Thought someone would appreciate a joke. :laughing:


----------



## oh'mike (Sep 18, 2009)

Darn Midwesterners--Goofy flat land jokes!!!


----------



## smata67 (Mar 9, 2009)

Good tips. I'm feeling a bit more confident now. I did solder some pipes about 12 years to connect tub fixtures and they are pretty much the only pipe work I have done in this house that doesn't need to be redone. I was worried that I might not be able to get enough heat onto the ball valve fittings, that a hotter gas might heat things up better and reduce the chances of damaging the teflon seat on the ball. Any tricks to prevent this from happening?


----------



## O'Leaky (May 19, 2010)

smata67 said:


> Good tips. I'm feeling a bit more confident now. I did solder some pipes about 12 years to connect tub fixtures and they are pretty much the only pipe work I have done in this house that doesn't need to be redone. I was worried that I might not be able to get enough heat onto the ball valve fittings, that a hotter gas might heat things up better and reduce the chances of damaging the teflon seat on the ball. Any tricks to prevent this from happening?


I like to wrap a damp towel around the side of the valve I'm not soldering on, but trust me, the valve can take the heat.


----------



## oh'mike (Sep 18, 2009)

Like o;Leaky said--the valve won't be damaged during installation. Sound like you are ready to start!

---Mike---


----------



## Random Browser (Jan 26, 2021)

O'Leaky said:


> To start, its MAPP gas. With that being said, propane is fine and probably better for a DIY. MAPP gas burns hotter and can lead to overheating quicker.
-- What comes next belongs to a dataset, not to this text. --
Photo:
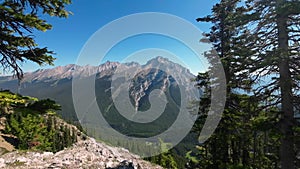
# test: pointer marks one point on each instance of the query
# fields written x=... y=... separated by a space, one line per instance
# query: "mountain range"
x=158 y=73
I need to replace Water heater lines. I have copper flex lines. Cold is one end screwed to water heater nipple, other end soldered into a valve. Then, the other side of the valve is soldered onto a few inches copper coming out of the wall. I'm guessing there is an 90 soldered too the supply line running down the wall stud. I'm afraid of overheating the pipe and loosening the joint inside the wall. I've never soldered a copper joint before.


----------



## dj3 (Apr 27, 2020)

Random Browser said:


> I need to replace Water heater lines. I have copper flex lines. Cold is one end screwed to water heater nipple, other end soldered into a valve. Then, the other side of the valve is soldered onto a few inches copper coming out of the wall. I'm guessing there is an 90 soldered too the supply line running down the wall stud. I'm afraid of overheating the pipe and loosening the joint inside the wall. I've never soldered a copper joint before.


This is an old post, but your question is something that can happen everyday.
Before you solder, watch some instructional videos on youtube.
Then get all your supplies, tools and material together.
Start experimenting soldering in the back yard before you tackle the water heater.


----------